🤖 AI Summary
This study addresses the vulnerability of vision-language models (VLMs) in moral reasoning when exposed to visual inputs, which can undermine safety alignment mechanisms designed for text-only settings. To systematically investigate this issue, the authors introduce the Multimodal Dilemma Simulation (MDS), the first benchmark grounded in Moral Foundations Theory that enables orthogonal manipulation of visual and contextual variables in moral dilemmas. Through controlled experiments on prominent VLMs, the research demonstrates that visual stimuli significantly activate intuitive judgment pathways while suppressing deliberative reasoning, thereby distorting moral decisions.
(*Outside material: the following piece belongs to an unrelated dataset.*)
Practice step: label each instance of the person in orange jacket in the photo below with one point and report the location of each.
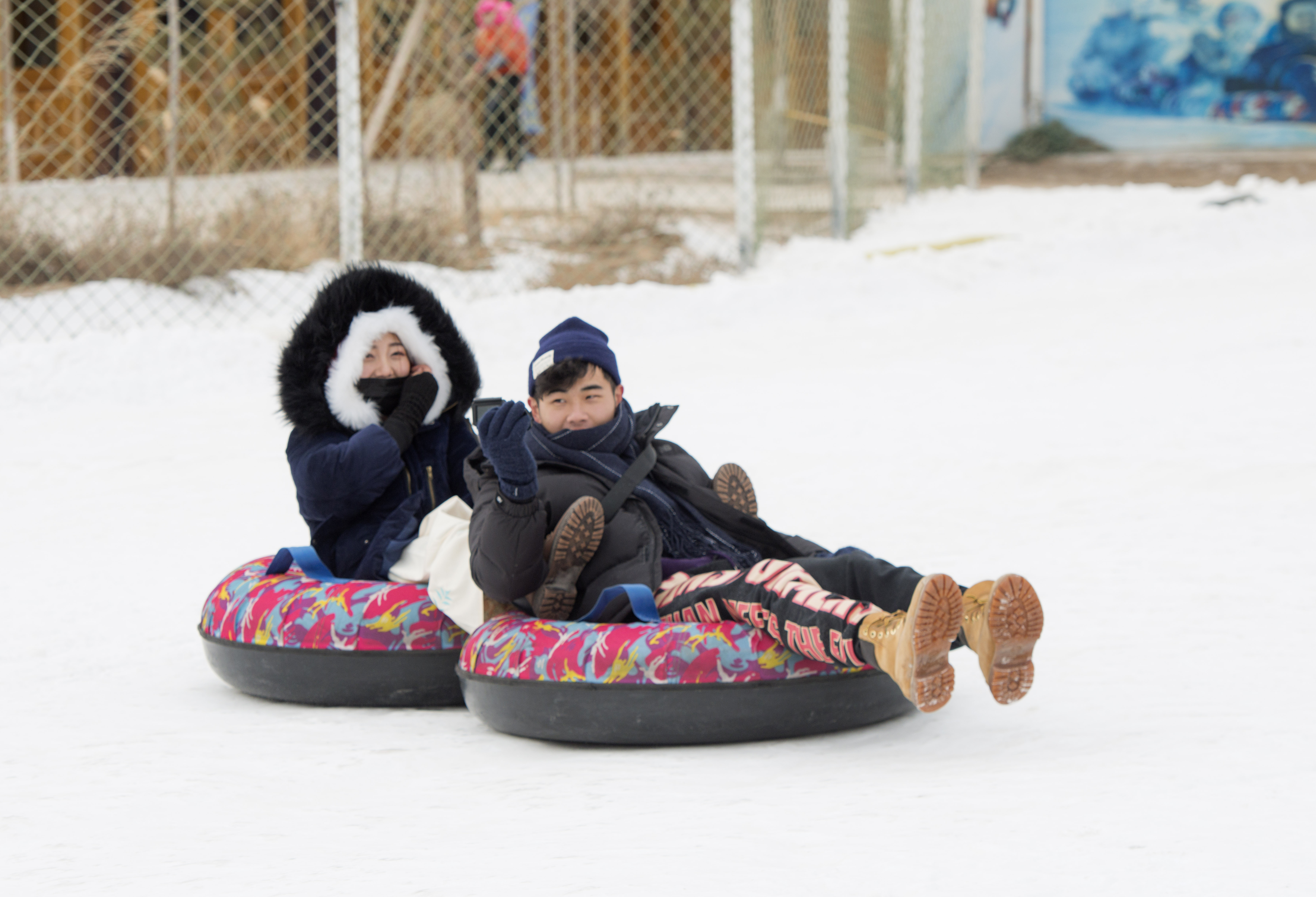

This work provides the first empirical evidence of the fragility of current safety alignment strategies in multimodal contexts and establishes both a foundational evaluation framework and empirical basis for developing robust multimodal ethical alignment methods.
📝 Abstract
Moral reasoning is fundamental to safe Artificial Intelligence (AI), yet ensuring its consistency across modalities becomes critical as AI systems evolve from text-based assistants to embodied agents. Current safety techniques demonstrate success in textual contexts, but concerns remain about generalization to visual inputs. Existing moral evaluation benchmarks rely on textonly formats and lack systematic control over variables that influence moral decision-making. Here we show that visual inputs fundamentally alter moral decision-making in state-of-the-art (SOTA) Vision-Language Models (VLMs), bypassing text-based safety mechanisms. We introduce Moral Dilemma Simulation (MDS), a multimodal benchmark grounded in Moral Foundation Theory (MFT) that enables mechanistic analysis through orthogonal manipulation of visual and contextual variables. The evaluation reveals that the vision modality activates intuition-like pathways that override the more deliberate and safer reasoning patterns observed in text-only contexts. These findings expose critical fragilities where language-tuned safety filters fail to constrain visual processing, demonstrating the urgent need for multimodal safety alignment.